市内の農園に試験的に導入されている計測機器(手前)

イチゴが栽培される市内の農園。優良農家のデータを生かし、幅広く栽培技術の向上が図られる

市内の農園に試験的に導入されている計測機器(手前) イチゴが栽培される市内の農園。優良農家のデータを生かし、幅広く栽培技術の向上が図られる

 【真岡】市は6日までに、JAはが野と連携し、収益性の高い優良農家の栽培データを一般農家が共有し栽培技術を向上させることで、収益の底上げを図る事業に乗り出す方針を固めた。情報通信技術(ICT)を活用し、ビニールハウスの室温や湿度などをリアルタイムで把握、共有。高齢化に伴い農家や作付面積の減少が続く産地の活力を高め、「いちご王国・栃木」をけん引する。

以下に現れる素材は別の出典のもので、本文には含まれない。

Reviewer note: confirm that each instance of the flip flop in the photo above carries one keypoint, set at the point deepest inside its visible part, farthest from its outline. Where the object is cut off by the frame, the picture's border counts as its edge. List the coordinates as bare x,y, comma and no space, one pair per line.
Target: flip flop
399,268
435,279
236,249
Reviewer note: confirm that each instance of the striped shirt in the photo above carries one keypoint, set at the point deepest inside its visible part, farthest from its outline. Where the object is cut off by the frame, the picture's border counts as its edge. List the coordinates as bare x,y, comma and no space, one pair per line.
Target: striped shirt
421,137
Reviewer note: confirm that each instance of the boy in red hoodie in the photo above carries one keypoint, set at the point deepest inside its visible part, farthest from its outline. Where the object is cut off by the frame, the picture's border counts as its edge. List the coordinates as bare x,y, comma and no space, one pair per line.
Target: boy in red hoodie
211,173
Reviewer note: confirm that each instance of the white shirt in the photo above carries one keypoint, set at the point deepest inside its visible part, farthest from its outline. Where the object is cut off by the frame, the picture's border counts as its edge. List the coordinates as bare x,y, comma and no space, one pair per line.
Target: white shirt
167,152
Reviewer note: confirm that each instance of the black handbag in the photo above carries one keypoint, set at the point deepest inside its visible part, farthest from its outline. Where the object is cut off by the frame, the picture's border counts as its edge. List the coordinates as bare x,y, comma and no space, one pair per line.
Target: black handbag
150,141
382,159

 市によると、市内のイチゴ農家(約460軒)の10アール当たりの年間販売額にはばらつきがある。10軒が約1千万円に上る一方、平均は約580万円にとどまる。市やJAは優良農家が持つノウハウを一般農家も共有することが、技術の底上げに有効と判断した。

 市は新年度予算案に「いちごスマート農業導入支援事業」として150万円を計上。ハウスの室温や湿度、二酸化炭素濃度などを測り、スマホなどに送信する機器の導入費用を農家に補助する。